彼女に向けて声を上げるも、その声は無情にも泡となって消えてしまった。
卑弥呼に向けて伸ばした腕。
俺の目に移るのは、先程までのゴツゴツとした手ではなく、よく見覚えのある、か弱い現代人の手だった。
すぐに、絵に触れようとして気づいた。
「絵が……変わってる?」
俺の記憶にあったのは、暗い色合いの雁字搦めに縛られた少女の、胸糞の悪い一枚絵だ。
タイトルは『断絶』だったはず。
それが今は、一本の光る糸を大切そうに胸元に抱き寄せる絵になっている。
タイトルは……『一縷』?
「どういうことだ……?」
もう一度絵に手を伸ばすが、光が差すことはなかった。
――『チリーン』。
音に振り返ると、そこには壁に飛び込み姿を消した三本尾の銀狐の姿があった。
「お前……一体、俺に、何を求めてるんだ。

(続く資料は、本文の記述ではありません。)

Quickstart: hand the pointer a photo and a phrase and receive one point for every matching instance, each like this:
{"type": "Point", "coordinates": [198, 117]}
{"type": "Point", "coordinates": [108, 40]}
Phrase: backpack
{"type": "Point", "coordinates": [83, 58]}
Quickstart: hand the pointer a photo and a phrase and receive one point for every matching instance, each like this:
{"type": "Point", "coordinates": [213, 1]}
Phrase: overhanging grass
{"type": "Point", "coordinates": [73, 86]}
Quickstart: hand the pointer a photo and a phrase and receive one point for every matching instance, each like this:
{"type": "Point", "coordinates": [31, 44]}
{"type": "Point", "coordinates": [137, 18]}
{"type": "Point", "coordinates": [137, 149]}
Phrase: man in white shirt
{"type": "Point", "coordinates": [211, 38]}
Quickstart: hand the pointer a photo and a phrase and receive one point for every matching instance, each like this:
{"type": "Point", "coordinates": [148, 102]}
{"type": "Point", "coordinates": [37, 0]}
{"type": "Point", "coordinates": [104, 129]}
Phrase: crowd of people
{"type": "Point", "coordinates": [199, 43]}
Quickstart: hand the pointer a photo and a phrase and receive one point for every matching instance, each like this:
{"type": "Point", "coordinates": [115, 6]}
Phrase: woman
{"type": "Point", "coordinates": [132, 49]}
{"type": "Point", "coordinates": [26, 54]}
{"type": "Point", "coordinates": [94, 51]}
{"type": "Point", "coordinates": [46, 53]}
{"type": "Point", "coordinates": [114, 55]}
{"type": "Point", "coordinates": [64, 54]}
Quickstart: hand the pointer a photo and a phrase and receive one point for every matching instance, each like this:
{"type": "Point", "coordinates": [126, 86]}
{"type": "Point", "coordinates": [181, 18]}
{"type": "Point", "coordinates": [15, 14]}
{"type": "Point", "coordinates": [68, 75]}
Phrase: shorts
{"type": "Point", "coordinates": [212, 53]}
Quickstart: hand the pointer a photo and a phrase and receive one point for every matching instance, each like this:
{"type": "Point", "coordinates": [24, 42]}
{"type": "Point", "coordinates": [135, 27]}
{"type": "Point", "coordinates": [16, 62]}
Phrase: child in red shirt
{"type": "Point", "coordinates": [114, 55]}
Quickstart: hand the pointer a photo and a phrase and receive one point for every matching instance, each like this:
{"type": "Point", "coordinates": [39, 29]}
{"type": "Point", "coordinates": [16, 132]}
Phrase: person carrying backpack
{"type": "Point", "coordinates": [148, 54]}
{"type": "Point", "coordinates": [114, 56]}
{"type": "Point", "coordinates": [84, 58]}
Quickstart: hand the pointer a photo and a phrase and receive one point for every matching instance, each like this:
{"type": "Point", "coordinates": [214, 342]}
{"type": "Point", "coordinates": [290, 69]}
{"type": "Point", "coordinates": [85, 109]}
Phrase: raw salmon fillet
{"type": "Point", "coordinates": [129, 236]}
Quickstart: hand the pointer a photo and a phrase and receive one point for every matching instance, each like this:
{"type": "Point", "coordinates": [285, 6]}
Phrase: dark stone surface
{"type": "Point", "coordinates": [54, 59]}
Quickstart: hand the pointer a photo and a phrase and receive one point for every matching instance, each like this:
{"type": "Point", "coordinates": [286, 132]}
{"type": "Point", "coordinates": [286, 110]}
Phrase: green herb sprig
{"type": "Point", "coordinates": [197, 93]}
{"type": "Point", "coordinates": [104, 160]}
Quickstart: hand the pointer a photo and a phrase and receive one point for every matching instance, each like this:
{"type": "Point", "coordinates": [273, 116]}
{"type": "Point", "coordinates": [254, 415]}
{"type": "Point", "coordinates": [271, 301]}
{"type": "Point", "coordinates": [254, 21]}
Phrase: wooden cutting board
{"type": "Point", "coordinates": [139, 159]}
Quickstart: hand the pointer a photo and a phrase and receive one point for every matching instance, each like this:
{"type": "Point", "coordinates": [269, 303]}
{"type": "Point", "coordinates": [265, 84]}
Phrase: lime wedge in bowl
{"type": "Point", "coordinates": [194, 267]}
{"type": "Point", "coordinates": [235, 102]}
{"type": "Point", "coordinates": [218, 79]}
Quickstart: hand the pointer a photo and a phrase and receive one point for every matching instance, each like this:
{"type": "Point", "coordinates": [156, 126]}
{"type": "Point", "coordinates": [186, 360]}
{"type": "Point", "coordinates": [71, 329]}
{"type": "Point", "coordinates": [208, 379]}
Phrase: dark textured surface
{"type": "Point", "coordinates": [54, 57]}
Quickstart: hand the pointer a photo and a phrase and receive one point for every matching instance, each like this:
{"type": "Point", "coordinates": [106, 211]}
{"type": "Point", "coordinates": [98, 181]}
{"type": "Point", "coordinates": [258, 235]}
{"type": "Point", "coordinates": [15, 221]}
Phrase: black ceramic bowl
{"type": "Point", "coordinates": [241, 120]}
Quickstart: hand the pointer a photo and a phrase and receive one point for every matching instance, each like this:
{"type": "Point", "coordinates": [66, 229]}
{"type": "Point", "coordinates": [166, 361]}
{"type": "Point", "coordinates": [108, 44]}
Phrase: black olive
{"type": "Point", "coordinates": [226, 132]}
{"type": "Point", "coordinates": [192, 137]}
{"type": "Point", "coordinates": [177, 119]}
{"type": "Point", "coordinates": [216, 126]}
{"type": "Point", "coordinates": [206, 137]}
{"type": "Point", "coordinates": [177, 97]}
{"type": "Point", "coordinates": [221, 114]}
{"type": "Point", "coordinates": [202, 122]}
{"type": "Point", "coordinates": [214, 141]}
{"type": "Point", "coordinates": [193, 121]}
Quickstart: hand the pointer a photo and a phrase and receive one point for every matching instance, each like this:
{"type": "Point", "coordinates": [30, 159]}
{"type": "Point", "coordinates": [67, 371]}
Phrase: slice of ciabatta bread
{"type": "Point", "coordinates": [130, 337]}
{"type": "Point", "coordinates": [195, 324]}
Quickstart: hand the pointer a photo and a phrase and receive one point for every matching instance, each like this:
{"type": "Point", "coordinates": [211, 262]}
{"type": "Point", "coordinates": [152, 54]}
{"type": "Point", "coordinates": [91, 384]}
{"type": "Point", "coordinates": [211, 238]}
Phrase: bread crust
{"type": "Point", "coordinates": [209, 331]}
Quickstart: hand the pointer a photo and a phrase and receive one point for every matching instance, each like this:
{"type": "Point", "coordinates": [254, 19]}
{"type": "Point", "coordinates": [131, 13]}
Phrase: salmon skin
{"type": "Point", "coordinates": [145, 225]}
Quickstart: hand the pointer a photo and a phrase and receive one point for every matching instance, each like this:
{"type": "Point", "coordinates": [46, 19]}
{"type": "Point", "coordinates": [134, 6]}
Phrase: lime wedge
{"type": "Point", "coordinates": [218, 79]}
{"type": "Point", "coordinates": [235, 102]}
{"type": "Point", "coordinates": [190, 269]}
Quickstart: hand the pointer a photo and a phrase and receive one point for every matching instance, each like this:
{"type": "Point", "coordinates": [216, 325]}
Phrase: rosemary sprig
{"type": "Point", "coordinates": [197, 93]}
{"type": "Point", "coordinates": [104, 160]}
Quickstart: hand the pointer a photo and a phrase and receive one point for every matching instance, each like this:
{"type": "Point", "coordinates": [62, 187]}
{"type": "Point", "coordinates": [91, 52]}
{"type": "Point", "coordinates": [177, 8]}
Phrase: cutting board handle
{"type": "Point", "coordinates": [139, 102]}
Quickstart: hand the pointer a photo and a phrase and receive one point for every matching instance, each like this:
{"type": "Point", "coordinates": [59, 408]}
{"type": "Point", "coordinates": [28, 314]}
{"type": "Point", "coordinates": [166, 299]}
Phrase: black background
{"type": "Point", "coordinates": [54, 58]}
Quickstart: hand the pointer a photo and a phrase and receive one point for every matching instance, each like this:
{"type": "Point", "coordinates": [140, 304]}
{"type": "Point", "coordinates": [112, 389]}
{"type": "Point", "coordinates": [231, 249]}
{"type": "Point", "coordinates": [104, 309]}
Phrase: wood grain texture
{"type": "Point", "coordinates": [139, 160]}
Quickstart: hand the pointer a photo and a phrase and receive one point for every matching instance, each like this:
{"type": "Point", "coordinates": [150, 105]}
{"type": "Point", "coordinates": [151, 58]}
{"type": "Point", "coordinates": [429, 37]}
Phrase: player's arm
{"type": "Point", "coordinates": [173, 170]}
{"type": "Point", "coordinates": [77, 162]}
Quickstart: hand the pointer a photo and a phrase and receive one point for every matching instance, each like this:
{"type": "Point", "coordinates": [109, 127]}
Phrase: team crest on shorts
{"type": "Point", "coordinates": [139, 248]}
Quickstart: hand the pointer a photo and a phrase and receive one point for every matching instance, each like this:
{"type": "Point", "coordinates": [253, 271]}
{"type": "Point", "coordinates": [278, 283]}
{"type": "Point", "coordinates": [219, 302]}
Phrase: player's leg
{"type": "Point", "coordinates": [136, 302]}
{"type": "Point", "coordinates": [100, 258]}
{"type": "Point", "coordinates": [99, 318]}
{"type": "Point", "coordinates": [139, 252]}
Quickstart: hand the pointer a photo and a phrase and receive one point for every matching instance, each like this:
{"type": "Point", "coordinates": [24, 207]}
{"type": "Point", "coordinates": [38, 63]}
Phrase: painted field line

」
俺の言葉に、答える代わりにそいつは俺に飛びついてきた。
瞬間、そいつは女性へと姿を変える。
その姿がどこか卑弥呼に重なって見えた。
「ひみっ……いや、違う。お前は……、なんなんだ!何が目的なんだよ!」
その女性は、俺の耳元で囁く。
「……ありがとう。彼女を助けてくれて。」
彼女の溶けるほど甘い声が、脳内に反響する。
言ってる意味が、理解できなかった。
「……何……言ってんだよ、俺は……助けられなかった。」
卑弥呼が、結局、どうなったのかわからない。
下手すれば、俺が介入したことであの場で命を落としてしまった可能性すらある。
そんな状態で『助けた』なんて……傲慢にも程がある。
思わず膝を落とし、座り込んでしまう。
僅かに視界が滲んでいることに気付いて、慌てて袖でそれを拭う。
情けない。本当に、情けなかった。
女性は離れると、そのまま目の前に佇む。
「いえ。貴方は救ってくださいました。彼女は納得して自分の道を選んだのです。だからこそ、道が閉ざされた。」
俺の背後にある絵を指差し、柔らかく微笑んだ。
そこには慈愛が浮かんでいる。
道が閉ざされた……。
卑弥呼は……あの結末に、満足したってのか。
「出来ることなら、望む通りにしてやりたかった。」
『普通の女の子』に焦がれた少女の絵を見つめながら、後悔が漏れ出してしまう。
「貴方が――それを望むなら――いずれは。」
女性の周りに光が満ちていく。
徐々に、光に溶けるように姿が見えなくなっていく。
「待ってくれ!俺はっ、――俺は、これからどうすればいいんだよ!」
挫けそうな心から出た、情けない一言だったと思う。
だけど、目的がないと、今にもぽっきりと折れてしまいそうだった。
「――神の子の心を救ってください。きっと貴方には、それが出来る。」
回廊に、どこまでも響き渡る声。
彼女の居た足元に目を向けると、銀狐が愛らしく座り込んでいた。
「心を救うってなんだよ……抽象的すぎんだろ。」
愕然としたまま、銀狐を見ていると、ちまちま歩いてきて俺の足元に擦り寄った。
「結局なんなんだよ、お前も。何もかも全くわかんねぇ。」
もふもふの塊を抱き上げ、そのまま後ろにドサッと倒れ込む。
「勝手に助けて、勝手に満足しやがって……。」
卑弥呼のふにゃっとした笑顔が思考の縁まで浮かんでくる。
天真爛漫な彼女のことを思い出して、それが段々と熱に変わるのを感じる。
「俺は歴史オタクだけど、歴史全部に納得してるわけじゃねぇ。」
身体を起こして、狐を下ろしてやる。
頭を数度撫でると、卑弥呼の絵の方に向き直る。
「今度は、俺が守るって、言えるようになるから。」
誰に聞かせる為でもなく、自分への誓いとして口にする。
俺の言葉の意味を知ってか知らずか、銀狐もそれに呼応した。
一体何が起きてるのか、なぜ俺じゃなきゃいけないのか、何もわからないけど。
俺にしか出来ないことがあるなら、やり遂げたい。
静かな決意の火種は、小さく、けれど確かに――。
――燃え上がり始めたのだった。